This hurts me more than you
Since October, 2021 I have been riding a roller coaster of events that I thought for sure would be resolved within 6-12 months. Problem diagnosed, solution prescribed and applied. Solution causes temporary discomfort to go away and create a better life for the sufferer than they ever could have imagined. Ha! Fast forward to early 2025. I've learned quite a bit about myself and the dear family member God has called me to minister to. I do not always call them dear but when I decide to give up on them and withdraw my love, the Holy Spirit supernaturally fills my heart with God's love and care for this person. Unconditional love? I've just started to learn what that really means.

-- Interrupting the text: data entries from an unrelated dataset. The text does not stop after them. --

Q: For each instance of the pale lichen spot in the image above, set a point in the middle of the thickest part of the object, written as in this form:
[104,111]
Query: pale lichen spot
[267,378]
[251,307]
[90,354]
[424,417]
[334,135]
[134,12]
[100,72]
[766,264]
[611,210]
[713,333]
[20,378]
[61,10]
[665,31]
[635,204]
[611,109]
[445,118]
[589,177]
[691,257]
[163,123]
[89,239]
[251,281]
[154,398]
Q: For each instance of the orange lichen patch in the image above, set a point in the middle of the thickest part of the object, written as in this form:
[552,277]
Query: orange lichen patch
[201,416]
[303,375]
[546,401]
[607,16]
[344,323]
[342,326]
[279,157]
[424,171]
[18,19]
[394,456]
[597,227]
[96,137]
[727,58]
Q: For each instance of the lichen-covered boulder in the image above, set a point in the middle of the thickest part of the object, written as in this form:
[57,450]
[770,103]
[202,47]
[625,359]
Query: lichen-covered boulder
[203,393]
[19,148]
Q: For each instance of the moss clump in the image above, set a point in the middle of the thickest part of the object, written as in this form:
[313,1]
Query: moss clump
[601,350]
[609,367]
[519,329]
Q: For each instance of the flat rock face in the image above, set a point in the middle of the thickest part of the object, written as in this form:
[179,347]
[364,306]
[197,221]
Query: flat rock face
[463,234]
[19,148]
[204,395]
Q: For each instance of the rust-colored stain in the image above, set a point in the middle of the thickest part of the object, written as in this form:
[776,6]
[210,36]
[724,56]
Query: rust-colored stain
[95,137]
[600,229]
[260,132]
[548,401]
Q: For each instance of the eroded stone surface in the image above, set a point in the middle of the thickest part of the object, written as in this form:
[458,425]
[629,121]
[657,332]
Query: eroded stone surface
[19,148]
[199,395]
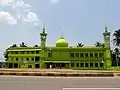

COVID brought a million changes in a million different ways to all of humanity. God allowed it for His purposes. If affected my family too. *Josh (my nephew) was living on his own and working from home. The isolation got to him after some time and he began drinking more and more. He quit his job in a fit of despair which started a journey for him that brought change that was deeply painful at times. A man started to bud from all these experiences who had finally been set free to become who he actually was. I think this both terrified and exhilarated him. Things that people had learned 20 years earlier were cut off from him by his well meaning mom who kept pain out of his life by attempting to live his life for him but also kept failure/success out of his life as well. Now, I was very slowly starting to hear a person think and talk life, his life. Would would be the outcome of all this? The story is not over but I'll continue to fill in the background.